"Oh, no," said the family-tree man, "the line went on. One of the
duke's younger sisters must have married a man on condition that he
took the old family name, which is often done, and her descendants must
have emigrated somewhere, for the name no longer appears in Hampshire;
but probably not to America, for that was rather early for English
emigration."
"Do you suppose," said I, "that they went to Scotland?"
"Very likely," said he, after thinking a minute; "that would be
probable enough. Have you reason to suppose that there was a Scotch
branch in your family?"
"Yes," said I, for it would have been positively wrong in me to say
that the feelings that I had for the Scotch hadn't any meaning at all.
"Now then," said Mr. Brandish, "there you are, madam. There is a line
all the way down from the Conqueror to the end of the sixteenth
century, scarcely one man's lifetime before the Pilgrims landed on
Plymouth Rock."
I now began to calculate in my mind. I was thirty years old; my mother,
most likely, was about as old when I was born; that made sixty years.

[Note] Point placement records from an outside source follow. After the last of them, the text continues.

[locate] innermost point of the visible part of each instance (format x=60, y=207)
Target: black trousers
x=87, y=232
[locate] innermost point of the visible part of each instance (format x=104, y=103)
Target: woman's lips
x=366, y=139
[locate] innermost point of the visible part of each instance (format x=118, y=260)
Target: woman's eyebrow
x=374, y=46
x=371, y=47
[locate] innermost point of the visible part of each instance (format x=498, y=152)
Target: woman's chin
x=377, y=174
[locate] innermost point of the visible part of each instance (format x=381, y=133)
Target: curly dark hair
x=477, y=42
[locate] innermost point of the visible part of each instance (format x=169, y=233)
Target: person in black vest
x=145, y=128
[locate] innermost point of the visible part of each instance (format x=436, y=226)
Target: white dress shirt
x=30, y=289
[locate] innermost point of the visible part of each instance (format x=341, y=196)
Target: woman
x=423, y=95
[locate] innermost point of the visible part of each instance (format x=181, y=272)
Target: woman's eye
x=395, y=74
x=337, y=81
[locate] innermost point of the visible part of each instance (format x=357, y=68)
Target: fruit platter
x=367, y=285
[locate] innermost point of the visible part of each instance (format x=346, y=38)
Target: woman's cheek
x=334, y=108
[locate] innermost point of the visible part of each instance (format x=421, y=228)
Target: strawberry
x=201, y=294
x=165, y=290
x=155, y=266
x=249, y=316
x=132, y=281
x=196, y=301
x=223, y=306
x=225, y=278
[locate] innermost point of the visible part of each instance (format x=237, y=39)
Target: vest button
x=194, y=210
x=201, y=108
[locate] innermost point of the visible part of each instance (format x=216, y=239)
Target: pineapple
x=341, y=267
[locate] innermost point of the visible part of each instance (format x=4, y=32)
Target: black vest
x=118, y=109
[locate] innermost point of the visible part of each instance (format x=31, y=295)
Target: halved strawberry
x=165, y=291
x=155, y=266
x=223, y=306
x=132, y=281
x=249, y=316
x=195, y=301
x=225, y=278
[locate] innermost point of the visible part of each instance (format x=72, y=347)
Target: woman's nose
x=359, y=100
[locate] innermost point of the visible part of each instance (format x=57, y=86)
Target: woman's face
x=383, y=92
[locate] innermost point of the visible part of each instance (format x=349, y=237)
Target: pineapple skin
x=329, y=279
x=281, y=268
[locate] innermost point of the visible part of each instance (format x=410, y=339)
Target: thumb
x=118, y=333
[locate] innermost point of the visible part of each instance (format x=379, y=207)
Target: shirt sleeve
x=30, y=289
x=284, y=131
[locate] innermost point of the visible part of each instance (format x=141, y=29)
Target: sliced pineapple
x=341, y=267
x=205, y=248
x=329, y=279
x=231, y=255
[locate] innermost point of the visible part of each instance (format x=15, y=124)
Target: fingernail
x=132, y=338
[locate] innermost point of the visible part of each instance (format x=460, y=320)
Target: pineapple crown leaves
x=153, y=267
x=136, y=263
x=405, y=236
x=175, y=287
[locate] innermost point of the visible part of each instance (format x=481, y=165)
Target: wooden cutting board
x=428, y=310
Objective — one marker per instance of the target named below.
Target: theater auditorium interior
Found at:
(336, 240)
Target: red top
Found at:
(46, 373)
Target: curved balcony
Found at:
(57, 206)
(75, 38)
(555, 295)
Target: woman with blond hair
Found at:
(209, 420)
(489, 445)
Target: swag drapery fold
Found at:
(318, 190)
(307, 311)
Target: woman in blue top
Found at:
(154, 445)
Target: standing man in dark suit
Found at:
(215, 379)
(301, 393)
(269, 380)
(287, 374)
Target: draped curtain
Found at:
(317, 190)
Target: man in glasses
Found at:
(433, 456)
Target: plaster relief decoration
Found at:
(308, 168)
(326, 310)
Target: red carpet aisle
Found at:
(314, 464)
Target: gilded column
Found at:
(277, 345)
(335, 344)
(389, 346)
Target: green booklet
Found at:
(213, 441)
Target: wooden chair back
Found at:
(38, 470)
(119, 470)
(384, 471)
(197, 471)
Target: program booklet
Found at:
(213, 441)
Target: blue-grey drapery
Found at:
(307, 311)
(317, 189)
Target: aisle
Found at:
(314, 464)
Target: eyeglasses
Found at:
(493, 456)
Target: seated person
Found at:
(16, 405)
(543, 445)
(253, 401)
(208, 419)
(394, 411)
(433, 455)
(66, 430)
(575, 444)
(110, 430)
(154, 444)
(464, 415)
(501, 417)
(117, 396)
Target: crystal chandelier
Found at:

Then my grandfather might have been forty when my mother was born, and
there was a century. As for my great-grandfather and his parents, I
didn't know anything about them. Of course, there must have been such
persons, but I didn't know where they came from or where they went to.
"I can go back a century," said I, "but that doesn't begin to meet the
end of the line you have marked out. There's a gap of about two hundred
years."
"Oh, I don't think I would mind that," said Mr. Brandish. "Gaps of that
kind are constantly occurring in family trees. In fact, if we was to
allow gaps of a century or so to interfere with the working out of
family lines, it would cut off a great many noble ancestries from
families of high position, especially in the colonies and abroad. I beg
you not to pay any attention to that, madam."
My nerves was tingling with the thought of the Spanish Armada, and
perhaps Bannockburn (which then made me wish I had known all this
before I went to Stirling, but which battle, now as I write, I know
must have been fought a long time before any of the Dorks went to
Scotland), and I expect my eyes flashed with family pride, for do what
I would I couldn't sit calm and listen to what I was hearing. But,
after all, that two hundred years did weigh upon my mind. "If you make
a family tree for me," said I, "you will have to cut off the trunk and
begin again somewhere up in the air."
"Oh, no," said he, "we don't do that.